Across the board, there is a link between contracting the virus at some point and later developing the complication after surgery.
‘People undergoing surgery are already at higher risk of VTE than the general public, but we discovered that a current or recent [COVID-19] infection was associated with greater risk of postoperative VTE,’ said Dr Elizabeth Li, co-author of the study and general surgery registrar at University Hospital Birmingham.

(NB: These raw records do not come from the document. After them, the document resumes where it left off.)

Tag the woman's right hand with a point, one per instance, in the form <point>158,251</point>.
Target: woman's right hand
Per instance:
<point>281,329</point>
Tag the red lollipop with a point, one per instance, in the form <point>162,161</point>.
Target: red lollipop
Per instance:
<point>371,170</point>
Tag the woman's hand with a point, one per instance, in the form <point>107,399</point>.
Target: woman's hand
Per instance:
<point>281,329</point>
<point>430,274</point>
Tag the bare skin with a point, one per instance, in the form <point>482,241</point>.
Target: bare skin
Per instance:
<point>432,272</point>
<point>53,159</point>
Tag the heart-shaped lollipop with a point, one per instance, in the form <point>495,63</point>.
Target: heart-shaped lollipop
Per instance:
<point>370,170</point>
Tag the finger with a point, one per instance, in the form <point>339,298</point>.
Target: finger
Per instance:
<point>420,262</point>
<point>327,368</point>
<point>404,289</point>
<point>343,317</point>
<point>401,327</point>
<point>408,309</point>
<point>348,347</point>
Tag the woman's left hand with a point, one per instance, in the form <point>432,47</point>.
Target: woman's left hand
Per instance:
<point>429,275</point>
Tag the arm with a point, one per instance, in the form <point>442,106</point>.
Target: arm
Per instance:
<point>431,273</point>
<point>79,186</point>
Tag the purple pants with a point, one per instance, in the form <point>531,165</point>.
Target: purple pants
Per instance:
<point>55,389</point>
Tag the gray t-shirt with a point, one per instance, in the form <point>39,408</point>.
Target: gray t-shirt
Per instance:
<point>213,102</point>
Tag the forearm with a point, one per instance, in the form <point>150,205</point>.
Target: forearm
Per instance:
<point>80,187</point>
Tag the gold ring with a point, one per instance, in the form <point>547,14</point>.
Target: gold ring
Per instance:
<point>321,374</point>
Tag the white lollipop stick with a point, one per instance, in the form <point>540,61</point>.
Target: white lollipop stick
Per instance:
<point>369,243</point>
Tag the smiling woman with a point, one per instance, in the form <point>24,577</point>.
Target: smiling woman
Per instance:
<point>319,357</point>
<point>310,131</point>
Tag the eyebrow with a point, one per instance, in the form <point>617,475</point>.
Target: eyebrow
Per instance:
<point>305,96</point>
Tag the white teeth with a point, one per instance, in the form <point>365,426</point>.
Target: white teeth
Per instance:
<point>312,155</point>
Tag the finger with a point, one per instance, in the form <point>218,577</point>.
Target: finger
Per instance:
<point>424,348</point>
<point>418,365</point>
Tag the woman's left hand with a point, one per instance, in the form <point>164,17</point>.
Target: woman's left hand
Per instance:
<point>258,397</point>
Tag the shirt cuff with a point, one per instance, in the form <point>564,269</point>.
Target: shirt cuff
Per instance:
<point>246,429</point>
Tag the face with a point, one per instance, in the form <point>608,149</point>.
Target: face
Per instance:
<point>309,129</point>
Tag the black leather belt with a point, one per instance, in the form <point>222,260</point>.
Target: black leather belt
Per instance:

‘Surgical patients have risk factors for VTE, including immobility, surgical wounds and systematic inflammation – and the addition of [COVID-19] infection may further increase this risk.’
COVID-19 patients are also at a 450 percent increased risk of death if they have VTE.
Of 76 patients in the study with Covid and VTE, 31 ended up dying – 40.8 percent – compared to only 319 of 4,342 patients who did not develop VTE – or 7.4 percent.
One form of VTE is pulmonary embolism, when a blood clot becomes lodged in someone’s lungs. Pictured: An MRI scan of a lung with pulmonary embolism
VTE forms when blood clots form deep in a person’s veins, often in the legs or thighs, called deep vein thromboses.
There is another form of the condition called pulmonary embolism, where one of the clots becomes lodged in a person’s lungs.
It usually forms after a person recovering from surgery spends a long time laying in bed stagnant.
The lack of movement allows the clots to form, while a person who is active often has their blood circulating at a higher rate.
Experts recommend a person recovering from surgery often go on regular walks whenever possible to prevent the clots from forming.
The condition affects 900,000 Americans every year, and people who have previously suffered with blood clotting are more likely to suffer from VTE.
Around 100,000 people in the U.S. die of all blood clot related conditions combined.
The Birmingham research team advises doctors to keep a closer eye on their patients to detect when VTE is forming.
‘Increased awareness and surveillance should be considered,’ they wrote.
‘At a minimum, we suggest close adherence to routine standard VTE prophylaxis for surgical patients, including the use of anti-clotting medication when bleeding risk is minimal, and increased vigilance and diagnostic testing in patients presenting with signs of VTE, such as swelling in one calf, right sided chest pain and shortness of breath.’
‘…Routine postoperative care of surgical patients should include interventions to reduce VTE risk in general, and further research is needed to define the best protocols for VTE prevention and treatment in this setting.’